But his findings are striking and build the case against raising grades.

Students who received softer grades were less likely to pass subsequent courses, posted lower test scores afterward, were less likely to graduate from high school and enroll in college, and earned significantly less years later.
The economic cost is not small. Denning estimates that when a teacher hands out grades that are significantly higher (0.2 or more points on a 4-point scale, the difference between a B and a near-B-plus), a student in that grade loses about $160,000 in lifetime earnings measured in current dollars.
This is the effect of one teacher in one year. If a student encounters several grade-inflating teachers, the losses add up.
Evidence from two very different places
The researchers studied students in two settings: Los Angeles and Maryland.
The Los Angeles Unified School District provided data on nearly one million high school students from 2004 to 2013, a period when the graduation rate hovered just above 50 percent. The student population was more than 70 percent Hispanic, and poor grades were common.
The Maryland data tracks about 250,000 high school students from 2013 to 2023. The graduation rate exceeds 90 percent and the student population is more racially mixed. The Maryland data allows researchers to track college enrollment, employment and earnings, while the Los Angeles data ends with high school graduation.
Despite these differences, the pattern was the same.
Students taught by lenient graders — defined as teachers who gave higher-than-expected grades based on standardized test scores and students’ past performance — did worse later in high school. In Maryland, where data was available through college and the workplace, these students were also less likely to attend college or be employed and earned less.
Seeing the same pattern in two very different systems reinforces the argument that this is not a fluke of one region or one political regime.
When indulgence helps and when it doesn’t
The study makes a crucial distinction. Teachers who still kept A’s challenging but only made passing easier—turning failures into low grades—did help more students graduate from high school, especially those at risk of dropping out. This short-term benefit is real. For some students, passing Algebra I instead of failing it can keep them on track to graduate and eventually enroll in a community college.
But the benefit stops there. These students show no long-term gains in college completion or earnings. Leniency helps them get over the hurdle, but it doesn’t build the skills they need afterward.

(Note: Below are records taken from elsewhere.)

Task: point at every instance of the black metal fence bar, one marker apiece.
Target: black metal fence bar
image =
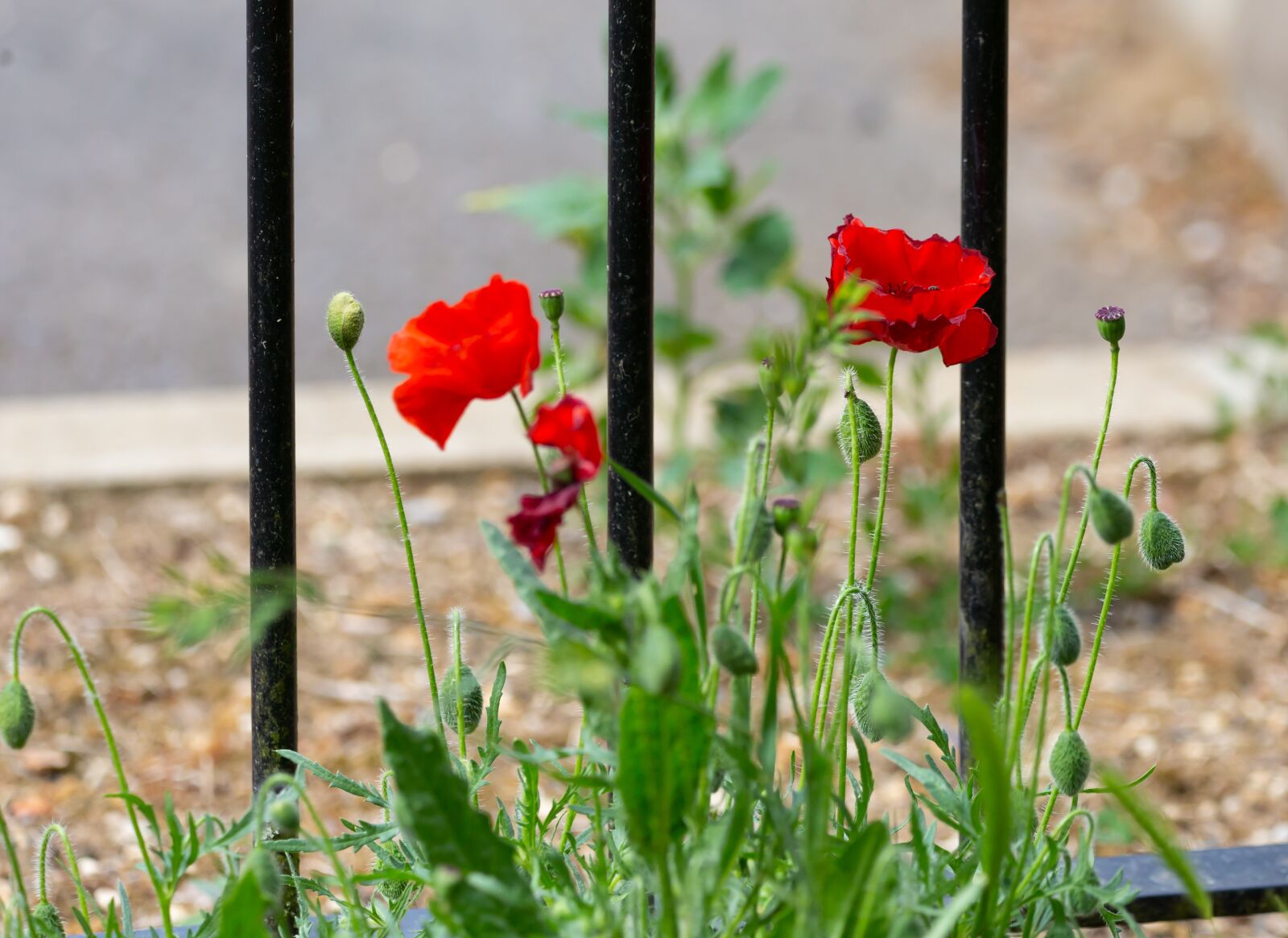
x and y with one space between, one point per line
631 36
983 382
270 152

Conversely, general grade inflation (teachers raising grades anywhere from C to B to A) shows no upside and hurts students’ chances for future success.
Why good intentions backfire
The study cannot directly explain why higher grades lead to worse outcomes. But the mechanism is not difficult to imagine. In a class with a lenient grader, a savvy student can quickly realize that he doesn’t need to study hard or do all the homework. If she earns a B in Algebra I without learning how to factor or solve quadratic equations, the knowledge gaps follow her into geometry and beyond. It can be scraped off again. Over time, the deficit increases. Trust is eroding. Learning is delayed. In college or the workplace, the consequences show up as lower skills and lower pay.

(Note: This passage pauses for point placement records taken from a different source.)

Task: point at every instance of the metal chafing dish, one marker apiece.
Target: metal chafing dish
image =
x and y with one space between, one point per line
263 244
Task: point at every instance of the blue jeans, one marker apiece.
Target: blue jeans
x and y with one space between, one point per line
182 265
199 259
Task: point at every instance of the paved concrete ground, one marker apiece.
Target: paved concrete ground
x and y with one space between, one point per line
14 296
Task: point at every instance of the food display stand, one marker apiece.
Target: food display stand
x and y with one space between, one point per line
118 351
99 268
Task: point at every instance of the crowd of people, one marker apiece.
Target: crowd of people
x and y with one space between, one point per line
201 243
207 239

As Denning said during the presentation, there appears to be a “causal chain” of harm, even if he can’t directly measure how much less students learn or how much they fall behind.

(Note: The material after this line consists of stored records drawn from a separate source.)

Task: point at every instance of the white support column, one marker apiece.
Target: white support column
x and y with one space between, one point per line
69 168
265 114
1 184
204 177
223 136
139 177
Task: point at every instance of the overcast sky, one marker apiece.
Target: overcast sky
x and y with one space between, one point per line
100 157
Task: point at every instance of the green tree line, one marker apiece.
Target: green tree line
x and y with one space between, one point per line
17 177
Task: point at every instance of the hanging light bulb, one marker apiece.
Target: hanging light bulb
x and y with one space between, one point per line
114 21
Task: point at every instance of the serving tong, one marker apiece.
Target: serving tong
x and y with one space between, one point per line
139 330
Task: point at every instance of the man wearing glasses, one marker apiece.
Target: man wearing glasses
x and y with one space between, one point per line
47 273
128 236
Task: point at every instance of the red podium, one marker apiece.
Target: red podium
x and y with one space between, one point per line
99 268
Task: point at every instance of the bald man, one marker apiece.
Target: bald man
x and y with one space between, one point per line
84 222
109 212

Don’t be too quick to blame the teachers
Grading is not always an instructor’s individual decision. A 2025 Study documents the frustration of many grade-inflating teachers who say they feel pressured by administrators to follow “fair grading” policies that prohibit zeros, allow unlimited retakes and eliminate tardiness penalties.
Condescending students are not bad teachers. The study found that they were often better at improving non-cognitive skills. Their students behave better, cooperate more, and are less likely to be suspended. Yet, in this study, this does not translate into better life outcomes as one would hope.
Stricter graders tend to be better at raising students’ test scores in math, reading and other academic subjects. Despite this correlation, this does not mean that all difficult students are good teachers. Some are not.
This is early research. More research is needed to understand whether there are similar costs in the workplace than college inflation. And there are questions about whether boys respond differently than girls to inflated grades.
Teachers struggle to get students engaged in learning, which is fraught with failure, frustration, and boring repetition. Maybe low grades won’t inspire students to do that hard work. But this early evidence suggests that inflated valuations aren’t doing them any favors.